Matt Goodson, managing director at Salt Funds Management, said there was a lack of corporate news following reporting season with a number of companies busy with investor roadshows. The local market bucked the trend by not following international markets higher over the last couple of days, although the bourse initially responded well to the latest general election poll released last night showing the incumbent National Party back in front, Goodson said.

The local index is down 0.3 percent this week, although it’s still up 13.9 percent for the year. Overnight, the S&P 500, Dow Jones and Nasdaq Composite all closed at records, rallying as recent fears about nuclear tension with North Korea and natural disaster damage diminished.

Sky Network Television led the NZX50 lower, down 3.3 percent to $2.61 and Kathmandu Holdings declined 2.7 percent to $2.15. Mercury NZ dropped 3.1 percent, or 10.5 cents, to $3.34, after shedding rights ton 8.8 cents per share final dividend and 5 cents per share special dividend.

CBL Corp gained 2.5 percent to $2.92. The stock had dropped 6.6 percent this week before today’s rise.

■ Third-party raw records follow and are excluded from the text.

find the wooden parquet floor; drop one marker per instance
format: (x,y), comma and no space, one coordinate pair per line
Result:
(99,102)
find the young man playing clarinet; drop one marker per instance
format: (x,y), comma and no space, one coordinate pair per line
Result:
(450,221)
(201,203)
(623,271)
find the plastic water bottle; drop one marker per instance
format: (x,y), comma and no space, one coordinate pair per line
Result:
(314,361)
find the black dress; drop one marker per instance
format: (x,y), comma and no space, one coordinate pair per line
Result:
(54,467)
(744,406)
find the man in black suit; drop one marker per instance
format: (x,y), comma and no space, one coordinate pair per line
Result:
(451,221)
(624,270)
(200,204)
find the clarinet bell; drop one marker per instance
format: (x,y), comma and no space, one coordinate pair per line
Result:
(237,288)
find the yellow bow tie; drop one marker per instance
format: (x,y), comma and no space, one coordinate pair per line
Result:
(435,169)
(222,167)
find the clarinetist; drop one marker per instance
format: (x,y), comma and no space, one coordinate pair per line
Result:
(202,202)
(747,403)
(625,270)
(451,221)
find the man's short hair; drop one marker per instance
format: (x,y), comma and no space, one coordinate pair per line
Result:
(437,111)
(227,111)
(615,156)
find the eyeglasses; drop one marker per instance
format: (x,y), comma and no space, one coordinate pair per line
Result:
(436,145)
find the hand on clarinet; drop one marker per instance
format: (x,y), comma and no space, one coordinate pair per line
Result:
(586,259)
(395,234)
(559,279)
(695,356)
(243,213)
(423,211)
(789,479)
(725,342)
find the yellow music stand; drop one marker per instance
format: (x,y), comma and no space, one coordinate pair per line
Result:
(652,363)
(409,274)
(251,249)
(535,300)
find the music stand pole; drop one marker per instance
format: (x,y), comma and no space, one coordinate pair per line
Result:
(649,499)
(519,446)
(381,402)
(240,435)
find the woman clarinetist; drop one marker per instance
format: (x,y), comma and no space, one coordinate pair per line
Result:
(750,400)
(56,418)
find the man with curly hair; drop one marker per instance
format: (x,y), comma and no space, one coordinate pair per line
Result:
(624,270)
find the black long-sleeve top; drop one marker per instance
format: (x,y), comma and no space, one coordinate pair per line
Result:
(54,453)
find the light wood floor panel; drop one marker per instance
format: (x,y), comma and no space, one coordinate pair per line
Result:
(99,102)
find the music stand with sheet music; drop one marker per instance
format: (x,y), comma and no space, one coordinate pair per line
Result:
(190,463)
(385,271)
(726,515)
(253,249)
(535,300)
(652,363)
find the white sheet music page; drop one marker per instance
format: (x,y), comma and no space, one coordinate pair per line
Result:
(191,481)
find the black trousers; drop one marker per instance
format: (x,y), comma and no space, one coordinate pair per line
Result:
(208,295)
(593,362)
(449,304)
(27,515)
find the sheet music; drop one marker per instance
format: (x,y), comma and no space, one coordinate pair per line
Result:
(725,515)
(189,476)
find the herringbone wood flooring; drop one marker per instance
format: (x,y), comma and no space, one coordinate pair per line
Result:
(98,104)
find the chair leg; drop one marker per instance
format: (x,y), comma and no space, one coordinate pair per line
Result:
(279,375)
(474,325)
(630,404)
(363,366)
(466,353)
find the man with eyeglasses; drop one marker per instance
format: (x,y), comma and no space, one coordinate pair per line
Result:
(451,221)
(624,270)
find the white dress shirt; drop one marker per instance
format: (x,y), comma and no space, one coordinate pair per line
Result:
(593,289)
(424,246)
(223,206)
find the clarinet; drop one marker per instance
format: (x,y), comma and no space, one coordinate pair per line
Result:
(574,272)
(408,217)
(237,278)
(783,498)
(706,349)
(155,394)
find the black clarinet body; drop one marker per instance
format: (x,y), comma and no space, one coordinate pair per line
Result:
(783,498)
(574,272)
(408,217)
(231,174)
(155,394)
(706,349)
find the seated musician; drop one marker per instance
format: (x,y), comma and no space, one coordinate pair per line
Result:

Last month, the company flagged a $16.5 million increase in CBL Insurance’s reserves to cover future claims, leading operating profit to fall to $22.4 million from $35.1 million in the same period a year earlier, some $17.5 million below expectations.

“Obviously it has been sold down fairly aggressively, whenever a stock has been sold down that hard you often see a sharp bounce. I don’t think there’s anything more to it than that,” Goodson said.

Vector rose 2.8 percent to $3.30 while Contact Energy gained 2.1 percent to $5.44.

Outside the benchmark index, Turners Automotive Group was halted at $3.36 on the NZX. It intends to raise as much as $30 million by selling new shares to help fund future growth and provide more liquidity for its stock.

The Auckland-based company will raise $25 million through the placement of new ordinary shares at $3.02 apiece, which will be fully underwritten by the sole lead manager UBS New Zealand. It also plans to raise as much as $5 million through a non-underwritten share purchase plan which will be offered to eligible shareholders and convertible bond holders, it said in a statement.

“They’ve had a lot of success in their relationship with MTF, and from their latest update overall the business is trading pretty solidly,” Goodson said. “It’s possibly a surprising discount, and one suspects it will be fairly keenly sought.”

Opus International Consultants gained 6.3 percent to $1.87. WSP Global Inc, a Canadian listed consultancy firm, has lifted its offer for Opus after the company declared a 14 cent dividend. Shareholders who choose to sell will now receive $1.92 per share, from the previous $1.85 per share which allowed Opus to declare a fully imputed dividend of 7 cents a share.

Evolve Education was flat at 78 cents, though it traded most of the day at 79 cents. Chief executive of Evolve Alan Wham resigned last month after the early childhood education centre operator warned annual profit will fall as much as 12 percent in the current year. Mark Finlay, a former director who stepped down from the board earlier this month, is acting as interim CEO.

“It’s continuing to recover, after the latest operating update they were extremely hard hit,” Goodson said. “Mark Finlay is very well regarded and it is hoped he can steady the ship there, it’s really an issue of the enrolment numbers which he should be able to get back.”

In late trading on the Australian stock exchange, CropLogic was down 6.5 percent to 14.5 Australian cents. Yesterday, the agricultural technology company dropped 23 percent to 15.5 Australian cents on its debut. It raised A$8 million in a fully subscribed share offer last month at an issue price of 20 Australian cents per share, with A$5 million of the capital raised underwritten by Hunter Capital Advisors.